A Sydney councilor is encouraging residents to share their views on Beacon Wharf’s future so that there can be a deadline for comment.
Who Terry O’Keefe said he has heard from residents who think the council has already decided to replace Beacon Wharf with Floating Wharf under a public-private partnership with the Marker Group. “So some people may get frustrated and ask, ‘What’s the point of giving an opinion?’
But it’s not, he said. It is really important to provide this opinion to the citizens and I think the council is open minded about it. This is a very important project for the community. We need to hear from them what they like and don’t like.
O’Keefe made the comments because residents have until October 15 to respond to a poll asking for feedback on Beacon Wharf’s future. The survey is part of the municipality’s public engagement process and looks forward to the future of the wharf. Members of the public also had the opportunity to participate in two public engagement sessions last month, and they also gave feedback to individual members of the municipality and council.
The municipality has offered the public two government options: removing the structure without a replacement or replacing it with a pontoon that was once part of a floating bridge in Washington State.
The information released by the municipality describes the latter option as a public-private partnership that will see the Marker Group turn the pontoon into a floating pier, with a two-story building with a restaurant and two. There will be commercial spaces (reserved for one municipality) on the main floor and eight hotel units above.
O’Keeffe, with Coun. Barbara Fallout formally voted against limiting the public consultation process to two options. Proponents of her case have been working to make the actual transcript of this statement available online. Proponents of her case have been working to make the actual transcript of this statement available online.

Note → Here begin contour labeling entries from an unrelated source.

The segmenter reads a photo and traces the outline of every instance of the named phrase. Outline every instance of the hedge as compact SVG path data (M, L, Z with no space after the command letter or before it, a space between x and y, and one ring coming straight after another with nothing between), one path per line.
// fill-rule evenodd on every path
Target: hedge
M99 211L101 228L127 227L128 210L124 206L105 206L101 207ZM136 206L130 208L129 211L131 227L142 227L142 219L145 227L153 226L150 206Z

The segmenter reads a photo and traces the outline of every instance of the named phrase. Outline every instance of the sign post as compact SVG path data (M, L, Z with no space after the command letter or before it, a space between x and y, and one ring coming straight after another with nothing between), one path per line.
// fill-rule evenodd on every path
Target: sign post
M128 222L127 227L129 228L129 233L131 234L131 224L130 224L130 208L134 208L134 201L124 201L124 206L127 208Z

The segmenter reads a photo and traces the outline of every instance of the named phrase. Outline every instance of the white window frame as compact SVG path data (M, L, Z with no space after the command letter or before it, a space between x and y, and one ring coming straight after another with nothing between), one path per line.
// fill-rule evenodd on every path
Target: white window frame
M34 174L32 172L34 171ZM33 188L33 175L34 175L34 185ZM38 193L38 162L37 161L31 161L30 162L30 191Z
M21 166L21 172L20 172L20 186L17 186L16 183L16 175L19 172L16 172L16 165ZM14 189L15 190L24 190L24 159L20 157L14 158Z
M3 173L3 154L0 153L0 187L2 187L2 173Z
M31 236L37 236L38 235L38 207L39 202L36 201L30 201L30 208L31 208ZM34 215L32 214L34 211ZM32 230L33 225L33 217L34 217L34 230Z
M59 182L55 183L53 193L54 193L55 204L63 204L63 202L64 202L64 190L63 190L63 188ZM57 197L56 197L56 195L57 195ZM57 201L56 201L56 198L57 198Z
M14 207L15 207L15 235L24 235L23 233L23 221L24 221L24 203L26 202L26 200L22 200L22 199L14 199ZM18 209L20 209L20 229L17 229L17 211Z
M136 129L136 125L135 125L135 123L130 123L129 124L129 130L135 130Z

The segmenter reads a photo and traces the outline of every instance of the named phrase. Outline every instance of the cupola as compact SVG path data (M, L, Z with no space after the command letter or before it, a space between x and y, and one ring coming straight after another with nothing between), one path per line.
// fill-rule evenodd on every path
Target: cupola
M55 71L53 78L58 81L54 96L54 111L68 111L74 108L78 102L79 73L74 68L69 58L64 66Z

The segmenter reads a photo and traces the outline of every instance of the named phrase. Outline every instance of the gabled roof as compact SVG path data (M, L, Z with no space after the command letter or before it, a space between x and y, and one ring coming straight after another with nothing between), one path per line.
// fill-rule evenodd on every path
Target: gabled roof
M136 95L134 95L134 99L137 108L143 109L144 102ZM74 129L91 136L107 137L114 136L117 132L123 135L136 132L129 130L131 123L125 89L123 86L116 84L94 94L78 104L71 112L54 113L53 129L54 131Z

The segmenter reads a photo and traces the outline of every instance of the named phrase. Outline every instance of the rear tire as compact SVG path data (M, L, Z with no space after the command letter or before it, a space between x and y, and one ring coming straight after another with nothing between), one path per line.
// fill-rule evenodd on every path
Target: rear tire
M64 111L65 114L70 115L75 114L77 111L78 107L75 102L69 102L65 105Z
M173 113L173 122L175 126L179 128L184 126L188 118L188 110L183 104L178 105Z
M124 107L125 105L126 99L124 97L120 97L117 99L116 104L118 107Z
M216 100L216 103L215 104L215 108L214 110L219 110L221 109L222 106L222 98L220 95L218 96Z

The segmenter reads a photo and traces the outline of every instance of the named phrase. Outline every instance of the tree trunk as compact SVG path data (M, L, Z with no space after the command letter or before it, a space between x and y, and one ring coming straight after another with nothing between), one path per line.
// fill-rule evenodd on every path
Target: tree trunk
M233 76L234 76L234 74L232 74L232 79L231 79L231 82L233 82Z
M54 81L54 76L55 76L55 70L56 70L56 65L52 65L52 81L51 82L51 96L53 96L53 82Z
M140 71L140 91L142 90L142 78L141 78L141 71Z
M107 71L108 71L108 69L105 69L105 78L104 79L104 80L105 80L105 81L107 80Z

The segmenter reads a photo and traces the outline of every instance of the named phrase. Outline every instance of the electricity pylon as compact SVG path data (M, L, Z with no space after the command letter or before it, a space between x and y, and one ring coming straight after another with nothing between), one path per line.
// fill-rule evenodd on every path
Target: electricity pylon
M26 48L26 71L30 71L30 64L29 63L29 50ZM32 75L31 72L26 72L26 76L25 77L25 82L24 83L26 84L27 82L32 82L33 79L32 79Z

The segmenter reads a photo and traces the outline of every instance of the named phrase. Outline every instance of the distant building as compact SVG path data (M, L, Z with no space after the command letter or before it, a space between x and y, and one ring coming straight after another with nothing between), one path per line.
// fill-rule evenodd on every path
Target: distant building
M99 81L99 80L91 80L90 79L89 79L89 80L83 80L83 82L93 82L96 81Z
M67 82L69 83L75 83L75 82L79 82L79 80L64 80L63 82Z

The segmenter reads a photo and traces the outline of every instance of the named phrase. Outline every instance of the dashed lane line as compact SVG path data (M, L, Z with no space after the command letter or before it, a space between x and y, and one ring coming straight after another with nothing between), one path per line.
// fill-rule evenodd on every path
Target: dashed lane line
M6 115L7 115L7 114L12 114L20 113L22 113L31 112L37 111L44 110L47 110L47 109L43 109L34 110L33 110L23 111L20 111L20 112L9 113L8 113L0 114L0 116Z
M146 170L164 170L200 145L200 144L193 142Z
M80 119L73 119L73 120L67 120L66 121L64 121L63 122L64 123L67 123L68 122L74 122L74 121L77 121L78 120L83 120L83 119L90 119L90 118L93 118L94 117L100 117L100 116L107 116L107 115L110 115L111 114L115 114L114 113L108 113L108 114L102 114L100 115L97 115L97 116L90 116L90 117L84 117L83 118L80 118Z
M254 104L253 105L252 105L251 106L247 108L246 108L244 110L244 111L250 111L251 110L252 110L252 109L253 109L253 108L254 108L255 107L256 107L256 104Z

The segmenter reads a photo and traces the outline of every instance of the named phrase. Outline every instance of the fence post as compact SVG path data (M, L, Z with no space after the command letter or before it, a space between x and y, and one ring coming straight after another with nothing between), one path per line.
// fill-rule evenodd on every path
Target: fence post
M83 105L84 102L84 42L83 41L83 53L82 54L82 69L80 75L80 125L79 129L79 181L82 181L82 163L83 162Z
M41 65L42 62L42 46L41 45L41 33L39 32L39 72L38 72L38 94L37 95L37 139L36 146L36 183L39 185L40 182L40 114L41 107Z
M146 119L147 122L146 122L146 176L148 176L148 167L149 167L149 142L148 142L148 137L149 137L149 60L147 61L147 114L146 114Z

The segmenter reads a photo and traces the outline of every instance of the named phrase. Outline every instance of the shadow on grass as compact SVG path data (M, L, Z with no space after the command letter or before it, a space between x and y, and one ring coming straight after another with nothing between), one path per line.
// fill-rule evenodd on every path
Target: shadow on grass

When asked about his impressions of the engagement process, O’Keefe said it was difficult to know where the public stood. “We haven’t seen all the feedback yet,” he said. There is not much support from the public, which I have seen so far. “
O’Keefe said she personally opposes the Ponton option, but reserves the right to decide for the future. “After what we do next, I’m still not sure because I want to see what the people will bring back.”
O’Keefe said what the committee overseeing the future of the wharf did, which he called “a beautiful work,” explaining why there were some challenges with the wreckage or pile structure. “So the floating option may be the best option, but we didn’t consider other suggestions.”
Ultimately, he said, the council has a responsibility for the public to look at other options, while easily recognizing the economic, environmental and emotional aspects of finding a solution.
Who Peter van Wright, one of the committee’s three council members, agreed with O’Keeffe’s statement that the town did not ask for other suggestions. “We found out that this floating pontoon is available for sale and we contacted Marker and confirmed that it is still available (and) find out more about it,” he said. Or find suggestions.
After the discussion, the group expressed interest in making a proposal, he said, which was approved by the committee. While considering submitting a request for suggestions, the committee was reminded that Town had done so in the past, but only one was submitted by the Marker Group. “And the situation has not changed in terms of the possibility of anyone else proposing.”
Van Wright added that the option to go to tender is still open, but it will include important temporary commitments.
Regarding O’Keeffe’s comments about looking at other options, Wainwright said the two options before the public were the survivors of several options under the committee’s consideration. “It’s not like there are only two options and we definitely considered more than two,” he said.
Although Wynne Wright has not seen all of the feedback, what he has seen so far suggests that about one-third support, about one-third the floating option, and about one-third something else. Should. “And we need more than 50 percent for the same thing,” he said.